The exercise:
It has, as usual, been too long. Let us revisit the Random Book Prompt by selecting a book as randomly as possible and borrowing its first line for our own use. After that, and credit having been given where it is due, each of us can take our opening wherever inspiration directs us.
If you don't have any books within reach, Amazon's Look Inside feature should come in handy.
We had a lot of rain here last night, so rather than trying to slog a wheelbarrow full of squash through mud I decided to run a few errands in town this morning. It's supposed to be nicer tomorrow, so hopefully I can get some work done then.
Apparently it's my birthday in a week and a half. Does not feel like it at all, probably because I'm far more interested in the birthday that follows less than two weeks later.
Mine:
Peaceful Piggy Meditation by Kerry Lee MacLean
Sometimes the world can be such a busy, noisy place. It can overwhelm a young man such as yourself, the way life comes at you in ceaseless, battering waves. Footing is lost, there is nothing to grasp to prevent yourself from being washed away.
Before you know what's happened you're lost. Alone. Helpless. Hopeless.
It doesn't have to be that way. Sometimes it's best to step out of the river and sit on the banks for a spell. Let the stream and all its fish and leaves and sticks and garbage do their thing while you fill your lungs with fresh air, fill your soul with fresh resolve. You don't have to fight for every inch, for every second. You can't.
It is simply not sustainable.
After enough time has passed, when you are ready to rejoin the river, then do so. Not a moment sooner. Don't let others rush you. They are too busy losing their own battles to see what is best for you. Those reaching fingers are not there to help you stand strong, but instead to drag you under with them.
The world is not always this way, of course. And there will be those who genuinely wish to help, to be at your side. Pick your allies wisely. Aid them as they aid you. Be their rock, their tree branch when the river runs too strong for them. They will do the same for you.
And always know, never forget, that should they let you down, should their eyes be turned away at just the perfectly wrong moment, I will be there to dive into the rushing waters to bring you back to the shore for another rest.
2 comments:
Peaceful piggy meditation? Was that a random choice, or do you actually have that book? And why do I think it's more likely to be Kat's than Max's? :)

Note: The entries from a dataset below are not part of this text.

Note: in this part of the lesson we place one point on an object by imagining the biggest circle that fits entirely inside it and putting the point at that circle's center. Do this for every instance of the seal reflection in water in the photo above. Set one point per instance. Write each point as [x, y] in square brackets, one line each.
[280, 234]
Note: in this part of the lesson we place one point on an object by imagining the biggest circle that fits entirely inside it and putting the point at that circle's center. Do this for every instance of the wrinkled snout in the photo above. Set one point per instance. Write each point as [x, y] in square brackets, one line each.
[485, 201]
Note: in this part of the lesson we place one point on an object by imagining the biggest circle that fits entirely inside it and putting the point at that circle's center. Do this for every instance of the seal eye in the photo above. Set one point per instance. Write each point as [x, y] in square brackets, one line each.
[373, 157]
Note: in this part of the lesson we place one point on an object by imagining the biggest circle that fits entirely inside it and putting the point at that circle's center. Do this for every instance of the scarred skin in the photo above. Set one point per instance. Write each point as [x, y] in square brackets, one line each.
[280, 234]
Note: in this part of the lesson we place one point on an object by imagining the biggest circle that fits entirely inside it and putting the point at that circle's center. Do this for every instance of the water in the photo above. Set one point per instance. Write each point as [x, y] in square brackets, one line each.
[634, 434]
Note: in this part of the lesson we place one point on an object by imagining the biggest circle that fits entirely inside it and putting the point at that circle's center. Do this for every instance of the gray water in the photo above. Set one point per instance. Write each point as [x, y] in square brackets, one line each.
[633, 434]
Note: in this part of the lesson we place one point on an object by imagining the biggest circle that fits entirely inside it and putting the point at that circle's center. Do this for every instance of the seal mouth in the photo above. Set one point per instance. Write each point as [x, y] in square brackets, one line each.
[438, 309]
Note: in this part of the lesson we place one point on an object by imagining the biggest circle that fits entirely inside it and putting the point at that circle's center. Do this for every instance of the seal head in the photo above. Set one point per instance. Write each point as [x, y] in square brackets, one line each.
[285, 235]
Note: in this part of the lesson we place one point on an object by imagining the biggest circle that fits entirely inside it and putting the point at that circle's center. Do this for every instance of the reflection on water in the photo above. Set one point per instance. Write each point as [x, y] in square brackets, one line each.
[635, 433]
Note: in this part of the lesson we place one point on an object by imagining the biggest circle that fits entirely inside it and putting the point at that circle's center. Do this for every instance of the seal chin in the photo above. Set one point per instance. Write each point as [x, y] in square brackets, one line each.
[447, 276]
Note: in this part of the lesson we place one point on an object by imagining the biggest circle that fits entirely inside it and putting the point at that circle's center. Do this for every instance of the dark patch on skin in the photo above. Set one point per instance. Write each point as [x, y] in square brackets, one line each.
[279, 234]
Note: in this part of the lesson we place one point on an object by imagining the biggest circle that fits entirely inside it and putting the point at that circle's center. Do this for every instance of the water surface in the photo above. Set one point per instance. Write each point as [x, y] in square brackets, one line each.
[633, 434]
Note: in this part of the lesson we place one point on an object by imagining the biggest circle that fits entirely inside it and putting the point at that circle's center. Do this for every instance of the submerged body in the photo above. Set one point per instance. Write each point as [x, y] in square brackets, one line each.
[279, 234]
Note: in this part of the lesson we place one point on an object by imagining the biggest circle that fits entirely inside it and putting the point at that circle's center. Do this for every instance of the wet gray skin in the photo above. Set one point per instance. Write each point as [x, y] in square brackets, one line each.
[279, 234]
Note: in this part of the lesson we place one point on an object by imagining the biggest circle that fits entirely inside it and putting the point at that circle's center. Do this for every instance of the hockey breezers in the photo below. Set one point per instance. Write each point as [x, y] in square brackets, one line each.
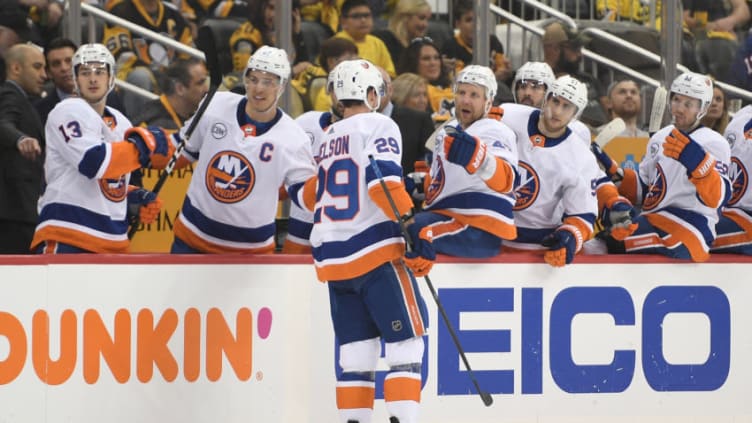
[484, 396]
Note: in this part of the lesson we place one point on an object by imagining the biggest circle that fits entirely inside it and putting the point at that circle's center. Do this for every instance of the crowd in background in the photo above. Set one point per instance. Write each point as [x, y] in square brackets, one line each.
[420, 50]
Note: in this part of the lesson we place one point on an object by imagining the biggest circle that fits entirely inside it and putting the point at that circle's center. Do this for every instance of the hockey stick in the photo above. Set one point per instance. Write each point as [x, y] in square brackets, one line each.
[657, 110]
[610, 131]
[485, 396]
[207, 43]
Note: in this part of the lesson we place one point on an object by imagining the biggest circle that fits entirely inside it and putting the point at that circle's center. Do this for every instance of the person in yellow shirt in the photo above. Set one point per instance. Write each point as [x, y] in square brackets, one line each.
[357, 23]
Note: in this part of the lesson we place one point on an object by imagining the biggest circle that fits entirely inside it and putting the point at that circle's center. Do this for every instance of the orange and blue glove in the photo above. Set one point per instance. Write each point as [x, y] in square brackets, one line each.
[617, 218]
[422, 255]
[608, 164]
[148, 141]
[144, 205]
[463, 149]
[680, 146]
[562, 246]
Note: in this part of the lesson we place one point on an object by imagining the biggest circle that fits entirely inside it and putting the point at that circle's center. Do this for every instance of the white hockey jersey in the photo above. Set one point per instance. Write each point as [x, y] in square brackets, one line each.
[467, 198]
[670, 200]
[557, 180]
[231, 201]
[79, 207]
[351, 234]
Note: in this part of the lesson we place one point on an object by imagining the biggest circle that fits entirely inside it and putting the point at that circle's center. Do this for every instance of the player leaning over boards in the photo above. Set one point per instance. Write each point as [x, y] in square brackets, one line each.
[87, 200]
[469, 194]
[735, 225]
[357, 248]
[245, 148]
[531, 83]
[556, 204]
[682, 182]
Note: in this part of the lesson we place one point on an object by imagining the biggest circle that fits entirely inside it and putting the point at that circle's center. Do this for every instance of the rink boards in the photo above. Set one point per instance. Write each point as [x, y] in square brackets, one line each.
[243, 339]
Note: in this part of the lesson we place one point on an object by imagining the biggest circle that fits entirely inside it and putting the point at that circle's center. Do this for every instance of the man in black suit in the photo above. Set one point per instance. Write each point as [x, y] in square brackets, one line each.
[415, 126]
[59, 57]
[21, 148]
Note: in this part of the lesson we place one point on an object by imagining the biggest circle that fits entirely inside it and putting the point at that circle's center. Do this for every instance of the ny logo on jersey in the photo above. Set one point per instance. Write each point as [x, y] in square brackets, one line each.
[230, 177]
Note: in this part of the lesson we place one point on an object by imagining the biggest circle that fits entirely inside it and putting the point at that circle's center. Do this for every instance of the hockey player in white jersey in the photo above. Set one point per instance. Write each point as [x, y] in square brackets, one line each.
[470, 186]
[244, 148]
[734, 229]
[682, 182]
[314, 124]
[357, 249]
[531, 83]
[91, 150]
[556, 204]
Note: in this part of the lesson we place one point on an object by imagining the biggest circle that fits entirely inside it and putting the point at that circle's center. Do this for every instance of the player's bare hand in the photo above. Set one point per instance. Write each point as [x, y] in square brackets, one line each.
[29, 148]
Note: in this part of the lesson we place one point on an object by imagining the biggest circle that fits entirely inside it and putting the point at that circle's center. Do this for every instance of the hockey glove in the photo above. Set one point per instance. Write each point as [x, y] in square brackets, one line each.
[617, 217]
[420, 259]
[415, 181]
[609, 165]
[143, 204]
[562, 246]
[689, 153]
[463, 149]
[148, 141]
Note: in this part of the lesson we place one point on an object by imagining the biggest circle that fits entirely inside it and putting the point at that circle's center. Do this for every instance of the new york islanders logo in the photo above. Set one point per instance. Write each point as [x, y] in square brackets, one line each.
[527, 192]
[113, 189]
[656, 190]
[739, 180]
[229, 177]
[437, 183]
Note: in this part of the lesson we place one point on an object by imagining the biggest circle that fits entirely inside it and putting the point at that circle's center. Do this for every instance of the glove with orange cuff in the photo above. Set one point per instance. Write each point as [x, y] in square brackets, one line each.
[562, 246]
[148, 141]
[680, 146]
[422, 255]
[143, 204]
[463, 149]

Well I'm sure your family think your birthday is important too: they can get you some new wellies for hauling squash in during the rain, maybe a new wheelbarrow, and a motivational poster with a picture of a rabbit being advanced upon by a combine harvester :)
I like the sense of peacefulness you've picked up from your title and first line, and the wisdom that the narrator conveys. The metaphor is expertly managed, and even the paragraph lengths deliver part of the reading experience. All in all, very nicely done! (Though I'm sure the last time I read a story by you involving a river there were man-eating crocodiles in it, so I'm not entirely certain that this river is as mundane as you're making out...!)
Large Networks and Graph Limits by Laszlo Lovasz
Within a couple of months in 2003, in the Theory Group of Microsoft Research in Redmond, Washington, three questions were asked by three colleagues. The first was innocuous enough: "Who put bloody Windows on my Macbook?" and elicited much laughter around the room. The second, however, silenced everybody: "Who's drawn the runes of Dnah Tfel and printed them out?" Marianne, who had been expecting to get her printed tickets to Marrakech at the weekend from the printer held up the offending page, and her colleagues all ducked. The page rustled as though tugged at by wind that none of them could feel, and ice formed on the edge of the printer. There was a faint howl, like a dog shut out in the rain, that set people's teeth on edge and made tingles run up and down spines. It fell to Albert to ask the third question:
"How many printers have got those runes on them?"
It turned out to be all of them, and the colleagues, a group of six men and women with wives, girlfriends, children or parakeets, huddled together in the middle of the room, away from the windows. The blinds had been drawn early because of the mid-afternoon sun, and no-one wanted to risk opening them now.
"Can we call for help?" asked Marianne, now seriously worried that her weekend away with her girlfriend was in danger of being cancelled. Albert picked a phone receiver up, and they all heard the dull chirp.
"Foreign ringtones?" suggested Beth, but they all knew better.
"Who did it?" said Albert at last. "It must be someone from a rival office."
All eyes turned to the Macbook loaded with Windows, wondering just what else might have been installed on it then.
Greg - Kat has it out from the library, but Max enjoys looking through it now and then. Mostly to find the balls...
Hah, that is a surprisingly good opening line you've borrowed. That ending really makes it quite workable - I was not expecting that when I read the title you'd chosen!
Also: great details in the story itself, and you've left us at a point I would be pleased to see it continued on from.